Je trouve que c’est très intéressant de travailler dans un environnement fédéral bilingue. Cela permet d’échanger entre chercheurs sur les différences entre les approches francophones et néerlandophones. De plus, ma position me permet de sensibiliser les étudiants au monde des archives. En effet, alors qu’un nombre important de fonds d’archives liés à l’économie politique ont été ouverts à la recherche depuis les années 2000, j’observe que les universitaires s’appuient de moins en moins sur ces fonds dans leurs travaux et que les étudiants que j’encadre ont perdu ce réflexe. J’essaie de lutter contre cette tendance en bâtissant des ponts entre le monde académique et les archives. Cet automne, par exemple, j’ai organisé une séance de séminaire avec mes étudiants au CegeSoma, afin que notre archiviste, Gertjan Desmet, leur parle des spécificités des archives. J’espère que cela va les encourager à s’en servir dans le cadre de leurs travaux.

Comment rêves-tu de voir évoluer le métier d’historien-ne ?

Avec les conflits mondiaux actuels, je pense qu’il est essentiel de nous concentrer davantage sur les aspects socio-économiques et politiques afin de pouvoir mieux analyser ce qui nous entoure, d’un point de vue critique et pas uniquement moral. Cette histoire est souvent perçue comme plus “aride”, mais à mes yeux il est primordial de continuer à y dédier des projets de recherche et que cela puisse servir à la société et à son émancipation. Je trouve par exemple que les rencontres d’Histoire publique du CegeSoma remplissent parfaitement cet objectif, en ne craignant pas de confronter le grand public à des sujets complexes et en prenant soin d’apporter les éclairages pertinents.

Enfin, je rêverais qu’il y ait dans cette discipline plus de personnes issues de l’immigration et également davantage de femmes. Dans mon temps libre je suis d’ailleurs engagé dans l’ASBL ‘Archives des Afro-descendants de Belgique' qui essaie de sensibiliser les communautés issues de l’immigration à la collecte d’archives, notamment audiovisuelles.

Merci Widukind ! Et avant de conclure, une découverte qui a retenu ton attention lors du dépouillement des archives liées à la Guerre froide ?

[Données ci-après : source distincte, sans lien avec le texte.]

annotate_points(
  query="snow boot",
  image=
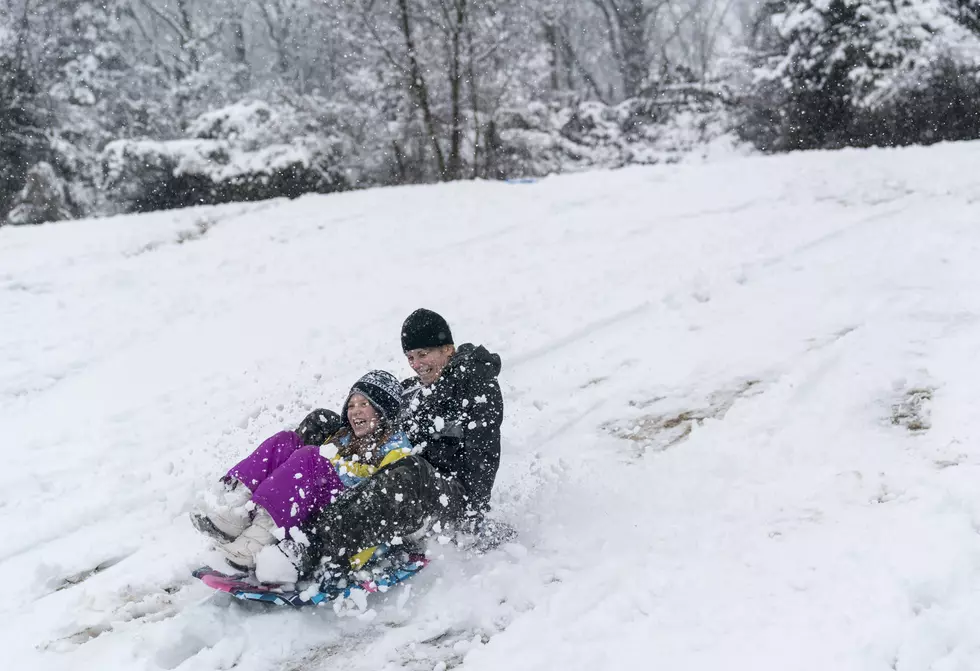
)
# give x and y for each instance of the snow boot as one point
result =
(225, 511)
(259, 534)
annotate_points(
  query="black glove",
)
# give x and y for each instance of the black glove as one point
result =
(319, 426)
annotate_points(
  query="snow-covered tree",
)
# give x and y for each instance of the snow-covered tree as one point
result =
(827, 66)
(23, 119)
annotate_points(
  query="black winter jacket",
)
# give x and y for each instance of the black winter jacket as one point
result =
(456, 422)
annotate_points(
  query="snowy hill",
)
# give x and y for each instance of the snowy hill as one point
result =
(740, 433)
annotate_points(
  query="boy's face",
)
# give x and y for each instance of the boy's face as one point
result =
(428, 362)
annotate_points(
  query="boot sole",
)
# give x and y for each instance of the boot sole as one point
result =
(203, 524)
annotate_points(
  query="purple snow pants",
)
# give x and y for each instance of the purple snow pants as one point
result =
(289, 480)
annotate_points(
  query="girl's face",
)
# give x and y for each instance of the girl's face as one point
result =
(364, 419)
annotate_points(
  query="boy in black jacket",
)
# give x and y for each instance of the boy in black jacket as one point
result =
(452, 414)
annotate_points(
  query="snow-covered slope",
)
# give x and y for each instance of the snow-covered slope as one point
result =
(741, 426)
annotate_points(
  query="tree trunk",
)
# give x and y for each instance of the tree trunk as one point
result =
(454, 168)
(636, 59)
(418, 89)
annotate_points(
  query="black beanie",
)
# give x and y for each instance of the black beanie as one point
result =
(424, 328)
(383, 391)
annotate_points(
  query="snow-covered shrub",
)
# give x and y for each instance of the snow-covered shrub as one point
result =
(859, 72)
(241, 153)
(550, 138)
(43, 198)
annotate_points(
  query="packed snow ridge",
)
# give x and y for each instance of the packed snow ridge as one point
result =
(740, 431)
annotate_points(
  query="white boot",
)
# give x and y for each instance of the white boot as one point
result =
(224, 508)
(256, 536)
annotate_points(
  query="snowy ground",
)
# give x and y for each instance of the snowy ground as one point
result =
(740, 428)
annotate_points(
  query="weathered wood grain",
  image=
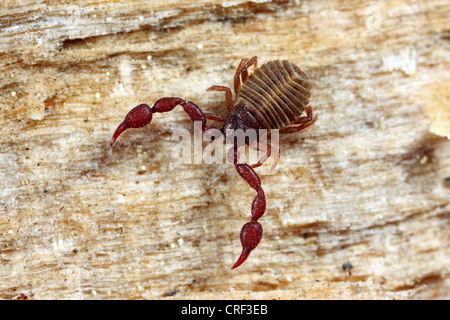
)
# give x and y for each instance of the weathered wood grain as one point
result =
(365, 185)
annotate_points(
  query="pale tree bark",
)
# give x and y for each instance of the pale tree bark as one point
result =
(364, 189)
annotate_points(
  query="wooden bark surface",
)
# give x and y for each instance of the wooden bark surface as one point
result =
(365, 185)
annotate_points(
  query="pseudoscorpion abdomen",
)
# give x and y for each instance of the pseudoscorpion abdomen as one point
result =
(278, 92)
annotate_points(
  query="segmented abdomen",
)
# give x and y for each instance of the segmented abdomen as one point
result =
(277, 92)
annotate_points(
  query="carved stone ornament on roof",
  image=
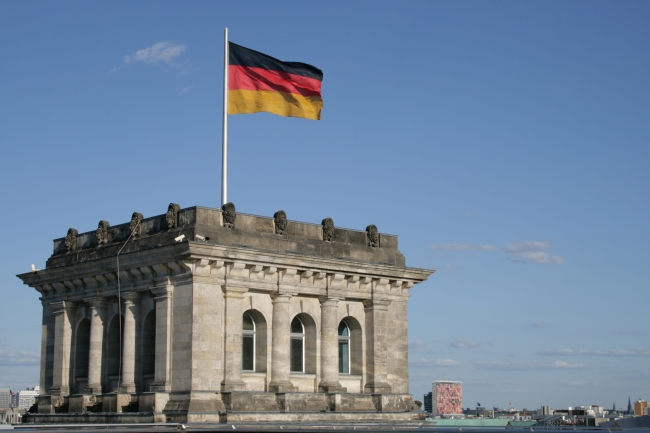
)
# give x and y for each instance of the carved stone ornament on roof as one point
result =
(136, 224)
(373, 236)
(102, 232)
(281, 223)
(71, 240)
(229, 214)
(172, 215)
(328, 229)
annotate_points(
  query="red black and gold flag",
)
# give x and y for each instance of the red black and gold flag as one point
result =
(257, 82)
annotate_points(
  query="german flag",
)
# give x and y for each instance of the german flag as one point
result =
(257, 82)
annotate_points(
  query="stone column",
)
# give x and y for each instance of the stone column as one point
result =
(233, 297)
(97, 319)
(47, 342)
(281, 351)
(376, 347)
(329, 351)
(64, 312)
(131, 310)
(164, 300)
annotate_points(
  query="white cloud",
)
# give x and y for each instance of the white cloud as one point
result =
(531, 252)
(440, 362)
(462, 343)
(10, 357)
(158, 52)
(462, 247)
(518, 366)
(616, 352)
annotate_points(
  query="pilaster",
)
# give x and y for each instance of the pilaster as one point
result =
(64, 312)
(376, 346)
(131, 313)
(97, 323)
(329, 346)
(163, 299)
(233, 297)
(280, 349)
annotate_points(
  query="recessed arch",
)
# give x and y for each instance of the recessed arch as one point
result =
(254, 341)
(309, 343)
(354, 339)
(114, 351)
(81, 355)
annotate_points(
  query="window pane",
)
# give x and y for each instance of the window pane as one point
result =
(248, 323)
(343, 329)
(296, 326)
(296, 354)
(344, 357)
(248, 353)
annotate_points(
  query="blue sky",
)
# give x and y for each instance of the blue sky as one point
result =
(506, 143)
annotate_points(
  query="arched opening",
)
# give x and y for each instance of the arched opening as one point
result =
(148, 349)
(297, 346)
(344, 348)
(254, 341)
(354, 345)
(81, 355)
(248, 343)
(114, 352)
(303, 344)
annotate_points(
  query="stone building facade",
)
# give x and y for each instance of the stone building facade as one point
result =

En consultant des archives d’entreprises liées au port d’Anvers, j’ai pu découvrir comment les principes théoriques du plan Marshall – programme lancé par les États-Unis pour aider à la reconstruction de l'Europe — se traduisaient sur le terrain. En effet, à cette époque des chefs d’entreprises ont envoyé à Bruxelles des courriers s’interrogeant sur la présence d’Américains au sein de leurs firmes ... Il s’agissait en réalité de contrôleurs envoyés par les États-Unis, pour s’assurer que les Belges n’exportent pas de produits qui pourraient servir aux pays d’Europe de l’Est ! Pour faire face à cette situation quelque peu embarrassante, un compromis à la belge fut trouvé : les contrôles devraient à l’avenir être préalablement annoncés et s’effectueraient en présence d’officiels belges. Ces éléments montrent qu'il fallait trouver vers 1950 un équilibre entre les politiques de sécurité, les intérêts économiques du pays et la menace potentielle d'espionnage industriel.